Embargoes in real metadata

One very important function the RJ Broker needs to support is that of embargoes: Publishers and other data suppliers are going to be much more willing to be involved in a dissemination programme if they believe their property is not being abused. To be blunt about it: most journals make money from selling copies – if they’re giving articles away for free, who would buy them… ?

So – the RJ Broker needs to ensure that embargo periods are defined, and clearly defined in the data that’s passed on….. and that’s why recipients of the data from the RJ Broker need to sign an agreement: to assert they will actually honour any embargo periods for records they receive.

We know from previous conversations that one cannot embargo metadata, so embargo only applies to the binary objects attached to the metadata record.

The first question is “Is there a blanket embargo for all files, or can different files have different embargoes?”, and the second question is “Is there a difference between ‘document’ and ‘file’?”

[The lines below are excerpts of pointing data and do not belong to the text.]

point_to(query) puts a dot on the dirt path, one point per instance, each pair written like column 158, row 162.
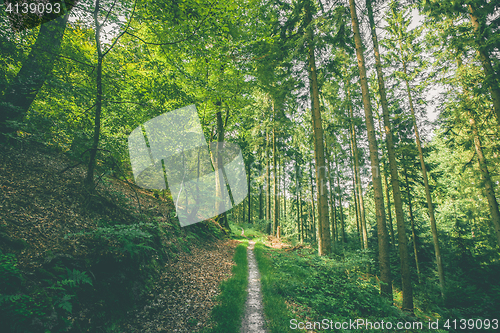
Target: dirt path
column 253, row 320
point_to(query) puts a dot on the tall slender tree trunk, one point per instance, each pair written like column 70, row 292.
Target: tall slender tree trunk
column 383, row 241
column 313, row 207
column 275, row 176
column 297, row 197
column 284, row 187
column 89, row 179
column 268, row 181
column 430, row 206
column 341, row 212
column 220, row 184
column 356, row 204
column 483, row 167
column 357, row 176
column 387, row 194
column 324, row 244
column 22, row 90
column 249, row 196
column 301, row 207
column 489, row 72
column 412, row 221
column 332, row 199
column 488, row 184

Actually, thinking about it, a blanket embargo can be mimic’d by having the same embargo for all files, however variable embargoes cannot be (sensibly) implemented using a single field. Thinking about the difference between “files” and “Documents” comes from the EPrints platform: they have this concept that a document may actually be composed of multiple files (consider a web page: the .html file is the primary file, however there are additional image files, stylesheet files, and other files that combine to present the whole document).

The third question is how to encode this embargo information.

The Broker has already defined it’s basic metadata file as being a METs file, with the record metadata encoded in epdcx (see SWAP and epcdx).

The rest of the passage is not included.